А когда сын увел девчонку внутрь двора, Гром с ошеломленным видом повернулся ко мне.
– Ведь она похожа на тебя, какой ты была лет пятнадцать назад – и лицо, и фигура, и походка! Только у тебя черт под юбкой сидел – там он и остался; а у этой, похоже, и не ночевал. Конечно, – заключил он философски, – для копчения дичи могла сойти любая старушенция, но если Пипо потребовалась для этого красота в самом соку, – развел руками – что тут делать?
Я выведала подробности у брата – Аганве, конечно, все знал. Нжеле была из дома правителя города – служанка одной из жен, не угодила чем-то госпоже и была продана. На продаже был устроен, по-нашему говоря, аукцион, и Пипо, перебив солидных покупателей, выложил все свои каури и две нитки позолоченных стеклянных бус. Бусы-то и решили дело. Потом он ее привел в агболе, чтобы переодеть – и весь агболе гудел до вечера. Ночевать он там не стал, вернулся в они в тот же вечер похвастать покупкой.
– Я ему ничего не сказал, – ухмыльнулся Аганве. – У него на языке не слова, а перец. Он как, сам уже с ней справляется или просит отца помочь?
Похоже, это занимало всех до единого в агболе. Но мне пришлось разочаровать брата, так же как и остальных. Нжеле трудилась как пчелка днем, однако ночью ее никто не беспокоил.
– Ай, – сокрушался Аганве, блестя глазками, – этот плод перезреет, пока твой мальчишка сумеет раскрыть на него рот!
Подобных шуточек было множество, но Пипо пропускал все мимо ушей.
Стоял сухой сезон, и в илетеми постоянно был наготове гонец, чтобы оповестить нас о приезде Мэшемов. И они приехали – выйдя из лондонской гавани в конце января, прямо в пекло между тропиками, когда в полдень топчешь собственную тень.

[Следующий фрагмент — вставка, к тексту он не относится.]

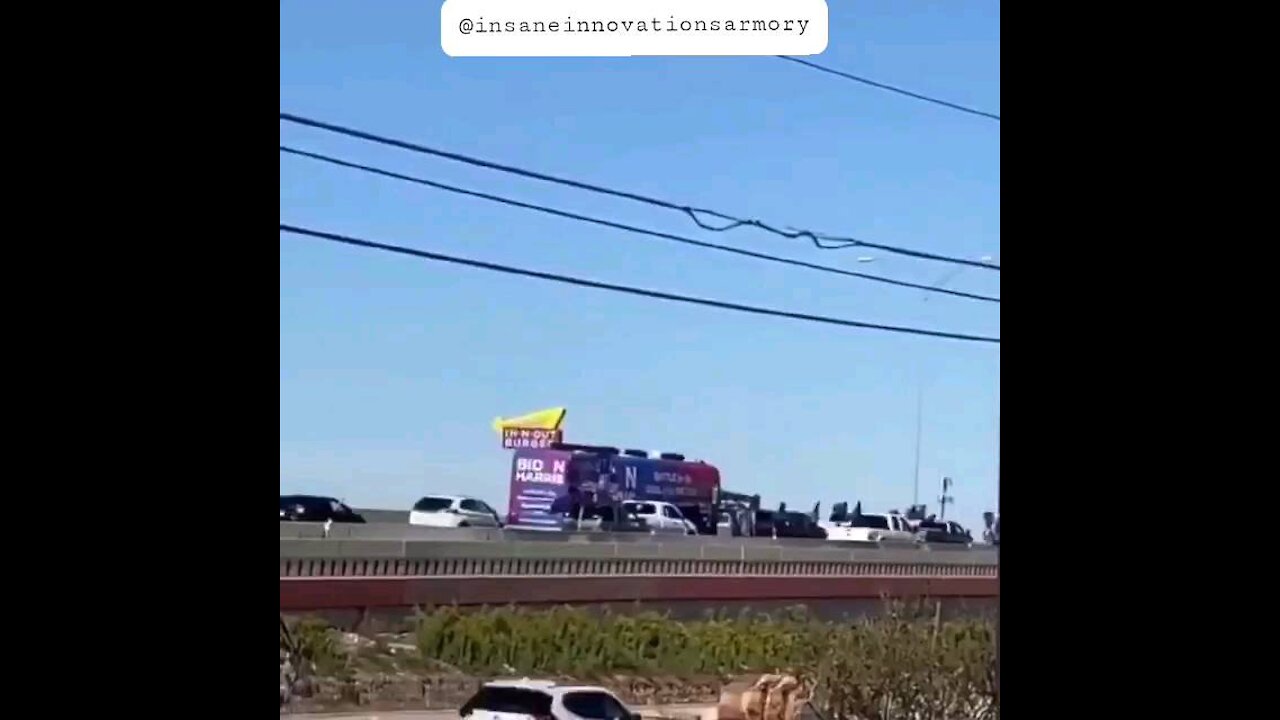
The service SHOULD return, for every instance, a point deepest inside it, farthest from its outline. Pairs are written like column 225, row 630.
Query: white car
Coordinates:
column 453, row 511
column 871, row 528
column 659, row 516
column 544, row 700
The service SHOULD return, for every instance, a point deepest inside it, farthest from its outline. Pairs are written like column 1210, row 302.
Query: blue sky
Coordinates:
column 392, row 369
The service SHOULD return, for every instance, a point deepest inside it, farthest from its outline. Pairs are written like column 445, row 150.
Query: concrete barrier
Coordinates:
column 647, row 543
column 347, row 557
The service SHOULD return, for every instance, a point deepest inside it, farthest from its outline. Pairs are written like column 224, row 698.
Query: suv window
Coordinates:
column 433, row 504
column 520, row 701
column 877, row 522
column 594, row 706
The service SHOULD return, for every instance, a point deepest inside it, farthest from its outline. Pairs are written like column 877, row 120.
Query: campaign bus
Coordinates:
column 552, row 488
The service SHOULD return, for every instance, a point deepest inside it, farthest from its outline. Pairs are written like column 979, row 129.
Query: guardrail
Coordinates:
column 403, row 532
column 338, row 557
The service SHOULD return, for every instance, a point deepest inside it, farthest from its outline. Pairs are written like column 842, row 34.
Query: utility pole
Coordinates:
column 919, row 413
column 944, row 500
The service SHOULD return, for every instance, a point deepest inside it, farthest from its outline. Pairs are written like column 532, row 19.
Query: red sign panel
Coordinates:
column 528, row 437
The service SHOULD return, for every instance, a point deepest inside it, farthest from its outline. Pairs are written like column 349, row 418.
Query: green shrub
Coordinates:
column 904, row 664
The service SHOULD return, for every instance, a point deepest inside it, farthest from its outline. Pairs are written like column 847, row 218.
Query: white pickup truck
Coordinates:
column 871, row 528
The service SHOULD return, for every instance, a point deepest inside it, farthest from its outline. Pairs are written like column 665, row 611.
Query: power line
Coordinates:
column 627, row 228
column 892, row 89
column 694, row 213
column 627, row 290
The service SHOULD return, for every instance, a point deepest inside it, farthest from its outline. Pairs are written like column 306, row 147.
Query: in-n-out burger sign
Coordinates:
column 515, row 438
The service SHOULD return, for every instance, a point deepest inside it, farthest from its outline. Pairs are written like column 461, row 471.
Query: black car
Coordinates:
column 798, row 525
column 945, row 532
column 315, row 509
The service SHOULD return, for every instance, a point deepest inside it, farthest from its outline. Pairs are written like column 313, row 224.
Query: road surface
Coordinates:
column 647, row 711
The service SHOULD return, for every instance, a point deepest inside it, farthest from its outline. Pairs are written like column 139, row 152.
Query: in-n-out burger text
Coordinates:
column 534, row 470
column 529, row 437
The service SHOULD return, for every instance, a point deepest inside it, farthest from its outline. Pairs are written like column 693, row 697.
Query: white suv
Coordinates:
column 659, row 516
column 453, row 511
column 544, row 700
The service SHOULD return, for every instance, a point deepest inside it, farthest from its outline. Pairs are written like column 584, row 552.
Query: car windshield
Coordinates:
column 432, row 504
column 520, row 701
column 877, row 522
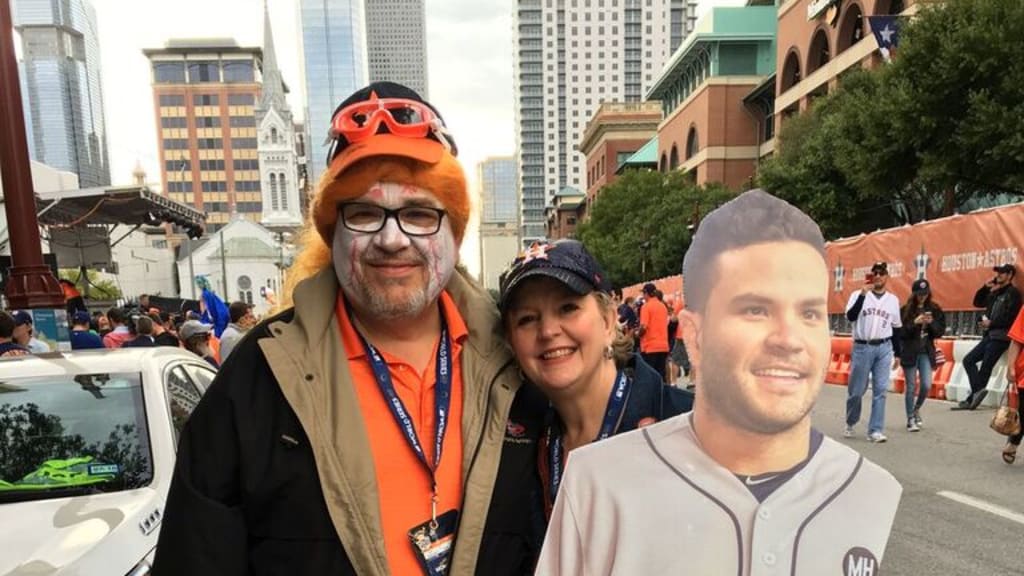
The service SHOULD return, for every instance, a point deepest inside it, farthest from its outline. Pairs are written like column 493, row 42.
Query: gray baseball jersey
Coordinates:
column 651, row 501
column 878, row 316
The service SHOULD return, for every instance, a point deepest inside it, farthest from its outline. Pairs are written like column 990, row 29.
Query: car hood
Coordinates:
column 79, row 534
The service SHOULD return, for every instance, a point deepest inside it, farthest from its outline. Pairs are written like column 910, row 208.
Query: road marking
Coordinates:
column 983, row 505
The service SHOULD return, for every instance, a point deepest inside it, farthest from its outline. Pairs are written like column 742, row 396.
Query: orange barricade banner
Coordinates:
column 955, row 254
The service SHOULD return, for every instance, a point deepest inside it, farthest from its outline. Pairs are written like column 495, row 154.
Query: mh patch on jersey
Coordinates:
column 860, row 562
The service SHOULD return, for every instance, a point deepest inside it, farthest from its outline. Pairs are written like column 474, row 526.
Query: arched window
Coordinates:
column 819, row 54
column 851, row 29
column 791, row 71
column 273, row 193
column 245, row 289
column 692, row 144
column 284, row 191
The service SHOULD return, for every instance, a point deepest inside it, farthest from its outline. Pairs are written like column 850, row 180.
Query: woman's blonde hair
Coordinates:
column 622, row 345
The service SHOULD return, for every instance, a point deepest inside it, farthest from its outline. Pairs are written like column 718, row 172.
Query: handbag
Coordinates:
column 1007, row 420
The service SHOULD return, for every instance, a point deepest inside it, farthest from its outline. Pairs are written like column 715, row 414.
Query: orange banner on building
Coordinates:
column 955, row 254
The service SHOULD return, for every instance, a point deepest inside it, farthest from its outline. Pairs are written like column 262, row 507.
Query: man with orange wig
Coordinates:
column 375, row 426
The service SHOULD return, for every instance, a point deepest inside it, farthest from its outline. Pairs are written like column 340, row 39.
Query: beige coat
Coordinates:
column 311, row 368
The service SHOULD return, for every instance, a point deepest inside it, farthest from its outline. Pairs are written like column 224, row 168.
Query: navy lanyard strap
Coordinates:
column 612, row 415
column 442, row 400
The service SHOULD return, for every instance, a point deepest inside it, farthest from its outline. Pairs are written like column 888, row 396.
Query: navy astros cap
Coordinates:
column 566, row 260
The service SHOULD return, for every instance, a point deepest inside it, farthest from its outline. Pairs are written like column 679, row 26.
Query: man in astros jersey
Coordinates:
column 875, row 314
column 742, row 485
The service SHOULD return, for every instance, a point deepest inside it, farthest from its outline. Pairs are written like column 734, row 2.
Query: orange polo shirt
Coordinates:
column 654, row 317
column 402, row 482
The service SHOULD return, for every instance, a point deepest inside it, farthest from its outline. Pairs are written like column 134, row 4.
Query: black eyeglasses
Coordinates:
column 370, row 218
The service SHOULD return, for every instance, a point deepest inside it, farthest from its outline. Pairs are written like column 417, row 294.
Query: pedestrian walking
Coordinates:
column 1001, row 301
column 654, row 330
column 876, row 317
column 923, row 321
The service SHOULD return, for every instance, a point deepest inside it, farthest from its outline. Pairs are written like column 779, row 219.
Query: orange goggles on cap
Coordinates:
column 401, row 117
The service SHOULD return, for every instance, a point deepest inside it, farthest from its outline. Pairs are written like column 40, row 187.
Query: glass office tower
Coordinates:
column 334, row 66
column 60, row 87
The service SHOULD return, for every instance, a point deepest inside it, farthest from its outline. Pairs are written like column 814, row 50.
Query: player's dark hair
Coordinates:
column 752, row 217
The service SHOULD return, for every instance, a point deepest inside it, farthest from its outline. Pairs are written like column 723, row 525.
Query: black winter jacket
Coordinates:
column 256, row 490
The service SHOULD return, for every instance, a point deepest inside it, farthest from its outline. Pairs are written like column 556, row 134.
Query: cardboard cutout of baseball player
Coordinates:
column 743, row 484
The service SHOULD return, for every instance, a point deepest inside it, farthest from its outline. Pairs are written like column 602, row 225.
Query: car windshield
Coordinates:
column 72, row 435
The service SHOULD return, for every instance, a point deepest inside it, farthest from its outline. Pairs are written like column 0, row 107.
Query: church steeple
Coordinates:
column 273, row 84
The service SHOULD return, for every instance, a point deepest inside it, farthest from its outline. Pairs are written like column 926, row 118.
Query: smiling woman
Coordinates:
column 561, row 324
column 745, row 466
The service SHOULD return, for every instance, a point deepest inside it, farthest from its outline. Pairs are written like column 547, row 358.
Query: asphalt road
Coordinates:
column 963, row 508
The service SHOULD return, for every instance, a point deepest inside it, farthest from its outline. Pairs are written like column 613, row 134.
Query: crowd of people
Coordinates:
column 394, row 419
column 887, row 333
column 136, row 326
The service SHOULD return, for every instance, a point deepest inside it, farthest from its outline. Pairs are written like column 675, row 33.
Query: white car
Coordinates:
column 87, row 445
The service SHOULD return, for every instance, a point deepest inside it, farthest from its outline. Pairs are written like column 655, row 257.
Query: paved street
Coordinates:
column 955, row 458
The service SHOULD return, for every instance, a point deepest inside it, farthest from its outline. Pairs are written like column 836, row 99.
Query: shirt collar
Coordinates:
column 353, row 346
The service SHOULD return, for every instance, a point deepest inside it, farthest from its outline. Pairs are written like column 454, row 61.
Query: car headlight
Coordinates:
column 144, row 566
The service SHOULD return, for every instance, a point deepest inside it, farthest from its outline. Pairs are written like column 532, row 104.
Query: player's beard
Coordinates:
column 723, row 389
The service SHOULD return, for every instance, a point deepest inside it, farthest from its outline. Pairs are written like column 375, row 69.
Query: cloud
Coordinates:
column 467, row 11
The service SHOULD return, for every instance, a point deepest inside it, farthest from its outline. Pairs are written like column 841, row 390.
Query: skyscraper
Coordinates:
column 499, row 219
column 571, row 55
column 205, row 92
column 333, row 67
column 498, row 184
column 396, row 42
column 60, row 87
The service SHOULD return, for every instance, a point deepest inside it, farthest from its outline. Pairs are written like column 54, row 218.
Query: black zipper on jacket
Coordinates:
column 476, row 452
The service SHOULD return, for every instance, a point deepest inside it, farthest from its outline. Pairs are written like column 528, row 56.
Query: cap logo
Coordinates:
column 536, row 252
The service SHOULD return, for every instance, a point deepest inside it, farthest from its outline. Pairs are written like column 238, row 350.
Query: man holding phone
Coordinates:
column 1001, row 301
column 876, row 315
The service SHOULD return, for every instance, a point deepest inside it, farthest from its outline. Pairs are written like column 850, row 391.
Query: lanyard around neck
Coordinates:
column 442, row 400
column 612, row 415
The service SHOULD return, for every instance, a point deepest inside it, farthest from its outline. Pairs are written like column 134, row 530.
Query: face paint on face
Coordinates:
column 388, row 274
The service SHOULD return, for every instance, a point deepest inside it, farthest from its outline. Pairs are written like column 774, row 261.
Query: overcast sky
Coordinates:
column 469, row 51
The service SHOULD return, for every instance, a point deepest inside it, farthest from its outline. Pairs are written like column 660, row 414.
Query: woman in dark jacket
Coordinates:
column 562, row 326
column 924, row 321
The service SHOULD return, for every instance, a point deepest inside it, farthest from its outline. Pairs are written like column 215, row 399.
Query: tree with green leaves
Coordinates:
column 641, row 224
column 936, row 131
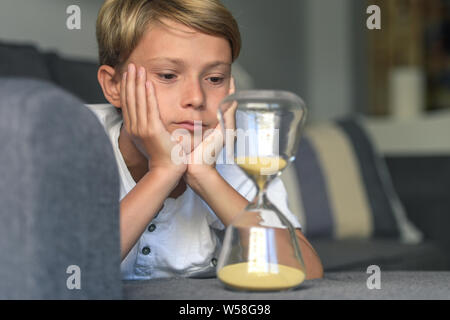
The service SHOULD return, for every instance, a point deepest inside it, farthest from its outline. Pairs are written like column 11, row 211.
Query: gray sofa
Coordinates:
column 59, row 194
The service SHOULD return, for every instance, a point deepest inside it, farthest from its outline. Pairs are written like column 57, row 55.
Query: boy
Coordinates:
column 164, row 65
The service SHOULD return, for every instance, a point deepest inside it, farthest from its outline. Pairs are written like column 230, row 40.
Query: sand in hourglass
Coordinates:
column 261, row 168
column 261, row 275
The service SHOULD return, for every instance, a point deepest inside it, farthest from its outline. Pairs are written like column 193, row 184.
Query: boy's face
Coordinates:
column 191, row 72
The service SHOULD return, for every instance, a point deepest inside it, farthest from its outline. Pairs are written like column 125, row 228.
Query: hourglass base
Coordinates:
column 278, row 277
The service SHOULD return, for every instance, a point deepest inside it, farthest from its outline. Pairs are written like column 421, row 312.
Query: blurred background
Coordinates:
column 319, row 49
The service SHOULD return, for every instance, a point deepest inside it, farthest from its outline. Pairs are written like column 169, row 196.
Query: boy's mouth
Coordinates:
column 192, row 125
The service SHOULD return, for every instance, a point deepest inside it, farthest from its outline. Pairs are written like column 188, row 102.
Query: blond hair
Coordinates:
column 122, row 23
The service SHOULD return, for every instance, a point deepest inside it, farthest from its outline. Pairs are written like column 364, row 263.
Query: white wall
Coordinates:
column 329, row 68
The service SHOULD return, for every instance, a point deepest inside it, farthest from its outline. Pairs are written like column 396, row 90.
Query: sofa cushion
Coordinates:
column 345, row 191
column 59, row 191
column 388, row 254
column 22, row 60
column 77, row 77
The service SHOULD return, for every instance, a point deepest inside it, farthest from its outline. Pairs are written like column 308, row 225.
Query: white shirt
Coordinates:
column 184, row 238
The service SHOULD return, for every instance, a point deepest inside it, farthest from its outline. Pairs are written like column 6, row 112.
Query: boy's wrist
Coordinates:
column 200, row 177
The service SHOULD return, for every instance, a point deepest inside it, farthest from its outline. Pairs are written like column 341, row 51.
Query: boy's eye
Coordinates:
column 216, row 80
column 167, row 76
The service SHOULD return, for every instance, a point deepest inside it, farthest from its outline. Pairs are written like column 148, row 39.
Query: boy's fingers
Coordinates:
column 131, row 91
column 123, row 101
column 153, row 108
column 141, row 100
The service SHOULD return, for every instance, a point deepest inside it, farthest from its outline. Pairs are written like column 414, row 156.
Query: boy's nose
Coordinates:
column 193, row 95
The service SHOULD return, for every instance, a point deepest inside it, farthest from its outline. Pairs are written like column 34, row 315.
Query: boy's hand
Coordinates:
column 203, row 158
column 143, row 123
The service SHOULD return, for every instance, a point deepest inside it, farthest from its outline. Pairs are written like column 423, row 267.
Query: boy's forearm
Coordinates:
column 142, row 204
column 230, row 203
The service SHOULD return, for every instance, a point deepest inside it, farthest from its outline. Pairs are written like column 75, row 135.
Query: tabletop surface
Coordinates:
column 334, row 285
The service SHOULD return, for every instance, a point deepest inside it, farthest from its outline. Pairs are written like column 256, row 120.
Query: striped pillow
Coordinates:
column 345, row 190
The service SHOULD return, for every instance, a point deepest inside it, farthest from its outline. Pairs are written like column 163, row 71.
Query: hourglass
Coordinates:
column 261, row 250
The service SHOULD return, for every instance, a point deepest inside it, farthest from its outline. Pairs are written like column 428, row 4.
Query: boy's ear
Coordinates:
column 106, row 77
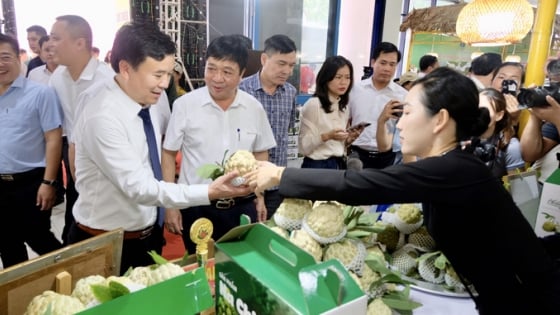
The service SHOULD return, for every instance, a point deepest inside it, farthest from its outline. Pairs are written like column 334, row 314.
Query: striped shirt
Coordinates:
column 280, row 109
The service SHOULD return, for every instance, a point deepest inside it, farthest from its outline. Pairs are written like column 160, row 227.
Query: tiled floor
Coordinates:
column 57, row 223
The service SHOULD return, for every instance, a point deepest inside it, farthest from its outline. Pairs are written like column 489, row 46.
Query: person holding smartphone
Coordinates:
column 323, row 133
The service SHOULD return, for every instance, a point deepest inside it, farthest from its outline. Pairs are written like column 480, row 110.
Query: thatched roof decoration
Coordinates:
column 440, row 20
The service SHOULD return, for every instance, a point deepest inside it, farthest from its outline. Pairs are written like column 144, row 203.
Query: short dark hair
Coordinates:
column 385, row 47
column 445, row 88
column 279, row 43
column 78, row 28
column 486, row 63
column 7, row 39
column 134, row 42
column 245, row 40
column 510, row 64
column 326, row 74
column 426, row 61
column 229, row 47
column 43, row 40
column 38, row 29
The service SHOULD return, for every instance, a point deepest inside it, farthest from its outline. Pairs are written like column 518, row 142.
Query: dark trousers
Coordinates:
column 333, row 162
column 23, row 221
column 134, row 251
column 272, row 200
column 373, row 159
column 222, row 219
column 71, row 193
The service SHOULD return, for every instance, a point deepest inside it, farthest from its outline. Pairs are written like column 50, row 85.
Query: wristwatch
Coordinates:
column 49, row 182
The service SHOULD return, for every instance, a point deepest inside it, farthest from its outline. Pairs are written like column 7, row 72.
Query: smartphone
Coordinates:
column 400, row 106
column 363, row 124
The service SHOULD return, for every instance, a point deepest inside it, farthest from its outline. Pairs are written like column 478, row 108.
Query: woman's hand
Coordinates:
column 267, row 175
column 174, row 221
column 512, row 106
column 335, row 134
column 222, row 187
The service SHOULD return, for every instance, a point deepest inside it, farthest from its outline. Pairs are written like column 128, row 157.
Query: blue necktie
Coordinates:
column 152, row 149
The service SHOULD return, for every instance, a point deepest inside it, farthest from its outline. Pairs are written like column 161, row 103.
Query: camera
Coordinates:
column 484, row 150
column 537, row 97
column 399, row 106
column 509, row 87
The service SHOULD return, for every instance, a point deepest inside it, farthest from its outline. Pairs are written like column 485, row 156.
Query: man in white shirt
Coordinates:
column 70, row 43
column 114, row 172
column 376, row 100
column 204, row 124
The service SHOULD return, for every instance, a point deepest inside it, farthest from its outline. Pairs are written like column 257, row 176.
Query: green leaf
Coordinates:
column 211, row 171
column 368, row 218
column 400, row 305
column 441, row 262
column 157, row 258
column 427, row 255
column 377, row 264
column 357, row 233
column 117, row 289
column 185, row 259
column 128, row 271
column 102, row 293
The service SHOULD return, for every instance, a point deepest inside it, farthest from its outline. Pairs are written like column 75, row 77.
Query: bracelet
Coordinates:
column 279, row 173
column 49, row 182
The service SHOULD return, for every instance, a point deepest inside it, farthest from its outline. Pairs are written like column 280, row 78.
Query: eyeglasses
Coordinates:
column 6, row 59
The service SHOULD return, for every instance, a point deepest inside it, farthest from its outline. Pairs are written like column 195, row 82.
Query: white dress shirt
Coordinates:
column 203, row 131
column 40, row 74
column 366, row 104
column 113, row 172
column 68, row 90
column 314, row 122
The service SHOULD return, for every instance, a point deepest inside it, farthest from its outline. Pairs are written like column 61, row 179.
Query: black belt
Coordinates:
column 128, row 235
column 18, row 177
column 227, row 203
column 372, row 154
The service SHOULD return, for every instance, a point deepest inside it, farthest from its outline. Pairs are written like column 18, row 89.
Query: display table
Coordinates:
column 433, row 304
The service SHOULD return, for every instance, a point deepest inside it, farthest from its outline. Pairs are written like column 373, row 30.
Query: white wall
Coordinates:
column 354, row 33
column 355, row 30
column 393, row 10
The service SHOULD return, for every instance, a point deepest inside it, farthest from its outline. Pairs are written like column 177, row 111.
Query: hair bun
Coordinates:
column 480, row 124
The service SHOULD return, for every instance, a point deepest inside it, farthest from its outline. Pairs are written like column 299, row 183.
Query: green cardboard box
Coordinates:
column 260, row 272
column 187, row 294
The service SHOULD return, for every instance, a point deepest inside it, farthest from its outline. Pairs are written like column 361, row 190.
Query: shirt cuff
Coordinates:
column 198, row 195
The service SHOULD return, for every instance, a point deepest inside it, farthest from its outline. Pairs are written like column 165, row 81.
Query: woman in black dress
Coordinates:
column 472, row 218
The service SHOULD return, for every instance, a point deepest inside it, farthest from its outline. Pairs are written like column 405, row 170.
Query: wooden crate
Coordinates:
column 59, row 270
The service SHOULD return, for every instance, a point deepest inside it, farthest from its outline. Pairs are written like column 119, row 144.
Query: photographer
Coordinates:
column 541, row 132
column 509, row 78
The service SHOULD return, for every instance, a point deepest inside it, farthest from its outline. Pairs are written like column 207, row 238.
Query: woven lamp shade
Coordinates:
column 494, row 22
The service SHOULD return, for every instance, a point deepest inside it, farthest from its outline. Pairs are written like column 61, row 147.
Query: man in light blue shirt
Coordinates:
column 31, row 142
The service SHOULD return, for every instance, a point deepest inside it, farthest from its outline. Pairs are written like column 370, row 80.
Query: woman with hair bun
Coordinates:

Больше полутора лет прошло после предыдущего визита, и это время было благоприятным и для нас, и для них.
– Похоже, госпожа Йемоо любит и нас и вас, – проговорил важно Мэшем-старший, берясь за саквояж с документами. – Я вот думаю, не пора ли переименовать фирму?
"Мэшем и Тутуола" – как звучит?
Мне это было все равно. Важнее, что за время, прошедшее со времени последнего визита, капиталы фирмы почти удвоились. Причем доля Тутуолу относительно доли Мэшемов увеличилась еще больше, так как старик должен был обеспечить приданое трех дочерей – разорение, истинное разорение! Но абсолютная величина капитала Мэшемов настолько возросла, что старик мне простил то, что Санди не сделал предложение ни одной из кузин. Впрочем, не совсем так: та, что с детства считалась его нареченной, соблазнила купеческим приданым бездельного отпрыска титулованной фамилии. Отец был в отчаянии, что капитал уходит из семьи, но ничего не мог поделать.
Факундо при посредстве Санди вникал в торговые дела. Он сам был купец, хотя занимался только лошадьми. Но кто умеет купить и продать, не растеряется с любым товаром и сумеет сосчитать прибыль. Правда, с такими суммами дел ему иметь не приходилось. К тому же надо было понять разницу между песо и фунтом или гинеей.
Но познаний в арифметике хватило, и, закончив подсчеты столбцом, Гром присвистнул:
– Сеньор Лопес в жизни столько не получал с конного завода.
Мы оказались куда богаче своих прежних хозяев. Я прямо кожей почувствовала – у мужа снова в пятках свербит. Но рядом был сын, а сыну нравилось в Африке.
А сын сидел, забавляя двухлетнюю сестру, помалкивал, выждал паузу в разговоре и вдруг обратился к младшему из гостей:
– Санди, я хочу с тобой поговорить. Только без обид, потому что мы мужчины и друзья.
Кто не насторожится при таком начале?
– Я знаю, что хотел бы получить себе мою мать. Но это у тебя не выйдет.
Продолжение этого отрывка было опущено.